I also think Brent and I have done a lot of the emotional work. We don't just sit and wallow... we try to work through the emotions... we try to be productive with the hard things... we take moments to feel the hard things and then we try to work through the process so that we can be as mentally healthy for our girls as possible. We are not perfect at it... and we mess up... but we try really hard... and it felt like the peace that our coordinator applauded me for that the beginning of the week was seen as a failure by others. Maybe its because they do not see peace often so they don't know how to take it... but one would think you would want parents in a mental state of peace... not take it as a sign of ignorance or apathy.

I mean we were told at one point that they were having a team meeting to figure out how to talk to us and Brent and I just felt dumbfounded... like we are not hard to talk to... we might disagree with something a professional is saying but we don't push back with yelling, instead we ask questions and try to explain our point of view... maybe they are not use to that but that tells me there is an unhealthy power structure if people feeling like they need to hold meetings with how to deal with parents to push back. 

There are parts of different disability communities that I have never really understood (particularly the deaf and limb difference communities) because of how some within those communities view themselves but I feel like I understand some of the emotion behind it better after these past two weeks.

But here is my choices in this...

Because in the midst of it and the last few days I have been questioning myself a ton... I am a very self reflective person... I can see my flaws glaring... and this whole experience really made me doubt a lot about myself... but I have a choice standing here...

Brent and I during Jillian's first hospital stay looked at each other and said we had a choice... that stay could either break us or make us stronger... and we made the cognitive and verbal choice that we were going to work towards strength in God...

And right now we can make that choice too...

Are we going to be broken from the pain or are we going to keep marching forward...

Here is the thing about marching forward... it doesn't claim that the pain never happened... it might mean walking with a limp for a while during the heart healing process and that is ok... but it means that we are taking the steps needed to work on our mental health while we work to do what is best for our children.

I can look at it all when I feel like the world says we can't have peace because our kids are undiagnosed and hold strong that my peace comes from Jesus and the world can try to shake that or feel confused by that or be annoyed by that all they want but that it is not my job to serve the world. 

And it means that my heart is craving two things...

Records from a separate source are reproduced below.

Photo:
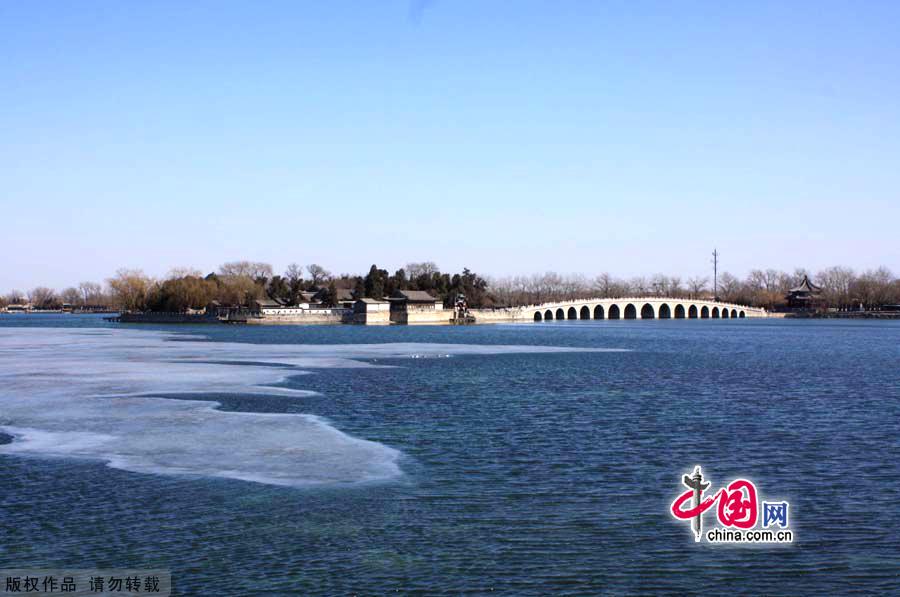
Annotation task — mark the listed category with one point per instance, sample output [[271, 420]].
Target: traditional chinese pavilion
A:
[[805, 296]]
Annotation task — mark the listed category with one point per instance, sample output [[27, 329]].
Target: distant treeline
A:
[[240, 283], [842, 288]]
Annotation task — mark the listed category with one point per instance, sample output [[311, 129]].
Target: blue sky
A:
[[628, 137]]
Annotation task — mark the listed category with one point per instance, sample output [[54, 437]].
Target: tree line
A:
[[841, 287], [239, 283]]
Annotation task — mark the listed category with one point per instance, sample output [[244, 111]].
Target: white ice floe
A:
[[90, 393]]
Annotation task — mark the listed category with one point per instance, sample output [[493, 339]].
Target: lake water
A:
[[513, 459]]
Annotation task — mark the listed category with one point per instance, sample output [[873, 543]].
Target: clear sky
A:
[[511, 137]]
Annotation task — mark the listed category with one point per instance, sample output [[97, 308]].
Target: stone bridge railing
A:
[[621, 308]]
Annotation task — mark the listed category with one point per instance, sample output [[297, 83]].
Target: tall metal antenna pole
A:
[[715, 274]]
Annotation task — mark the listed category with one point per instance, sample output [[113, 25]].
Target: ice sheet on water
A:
[[90, 394]]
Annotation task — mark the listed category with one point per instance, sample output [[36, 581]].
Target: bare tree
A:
[[130, 289], [42, 297], [317, 273], [91, 293], [254, 270], [183, 272], [697, 285], [293, 274], [71, 296], [425, 268], [15, 297]]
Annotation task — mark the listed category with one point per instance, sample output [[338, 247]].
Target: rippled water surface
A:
[[518, 459]]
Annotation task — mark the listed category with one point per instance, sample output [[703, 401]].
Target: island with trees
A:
[[252, 292]]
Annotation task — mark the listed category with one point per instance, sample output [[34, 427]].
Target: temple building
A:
[[417, 306], [805, 297]]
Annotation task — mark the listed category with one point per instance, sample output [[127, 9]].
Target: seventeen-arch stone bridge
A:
[[621, 308]]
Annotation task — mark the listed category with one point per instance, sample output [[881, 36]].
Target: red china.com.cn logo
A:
[[737, 510]]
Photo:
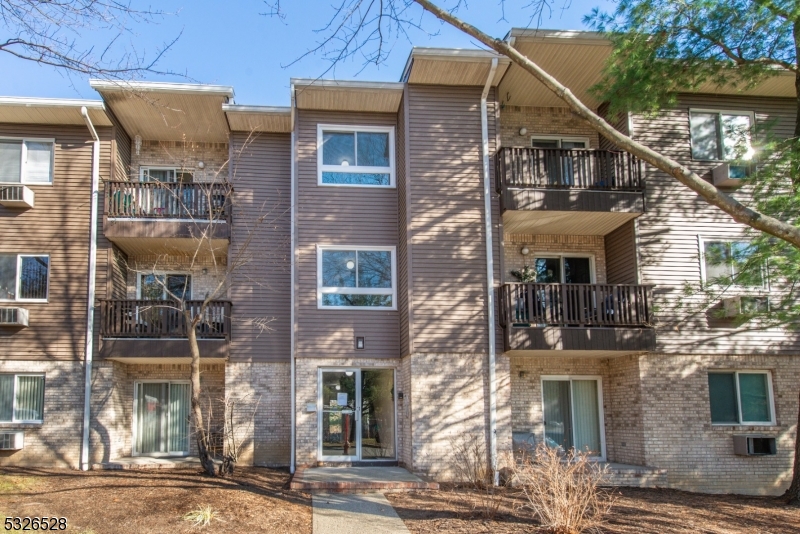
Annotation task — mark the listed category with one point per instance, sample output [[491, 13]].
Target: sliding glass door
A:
[[572, 409], [161, 418]]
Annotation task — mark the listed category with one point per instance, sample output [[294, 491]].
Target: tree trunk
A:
[[197, 412]]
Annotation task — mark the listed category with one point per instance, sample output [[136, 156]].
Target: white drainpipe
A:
[[89, 347], [487, 198], [293, 240]]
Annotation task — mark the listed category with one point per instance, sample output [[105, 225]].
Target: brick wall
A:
[[57, 441], [585, 244], [184, 155], [543, 121]]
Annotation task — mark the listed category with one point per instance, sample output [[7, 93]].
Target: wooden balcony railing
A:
[[162, 200], [609, 305], [161, 319], [567, 168]]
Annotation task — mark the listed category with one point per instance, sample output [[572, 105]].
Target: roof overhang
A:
[[453, 66], [335, 95], [168, 111], [576, 59], [20, 110], [258, 118]]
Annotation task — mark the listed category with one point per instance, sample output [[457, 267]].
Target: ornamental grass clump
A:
[[563, 490]]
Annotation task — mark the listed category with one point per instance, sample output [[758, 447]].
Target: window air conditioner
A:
[[753, 445], [16, 196], [11, 441], [742, 305], [13, 317]]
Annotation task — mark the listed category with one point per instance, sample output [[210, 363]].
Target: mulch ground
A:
[[635, 510], [115, 502]]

1. I am normally not a hug person... I was scowling FB this morning and saw a post that said The average person craves 13 hugs a day, the average hug is 3 seconds, and a 20 second hug can have healing properties... normally a 20 second hug sounds horrible to me... however right now I am craving hugs... when we landed back home I just wanted to drive to rmh and hug our family there and I wanted to go to our hospital and hug all of the amazing people we have on our team... we didn't do that... but for someone who normally finds hugs to be awkward, I found it very interesting that is what my heart wanted to do.

2. My brain frequently has music playing and what I am finding since we got on the plane home is my head is playing a lot of worship music... especially worship music that has helped me through hard things before.

My top songs right now:

- Paint Your Picture by Julie Meyer 
- All My Devotion by Kristine Mueller
- King of My Heart by Sarah McMillan
- So Will I by Hillsong
- Called Me Higher by All Sons and Daughters
- What a Beautiful Name by Hillsong
- Even When it Hurts by Hillsong
- Do it Again by Elevation Worship 

I am so looking forward to worship at church tomorrow... my heart is craving it.

And I can choose to chase after that even when my heart is limping...




Also a huge thank you to Annette who not only took care of getting our mail for us while we were gone but also made food for us so we had some meals to come home to. I am so thankful for her!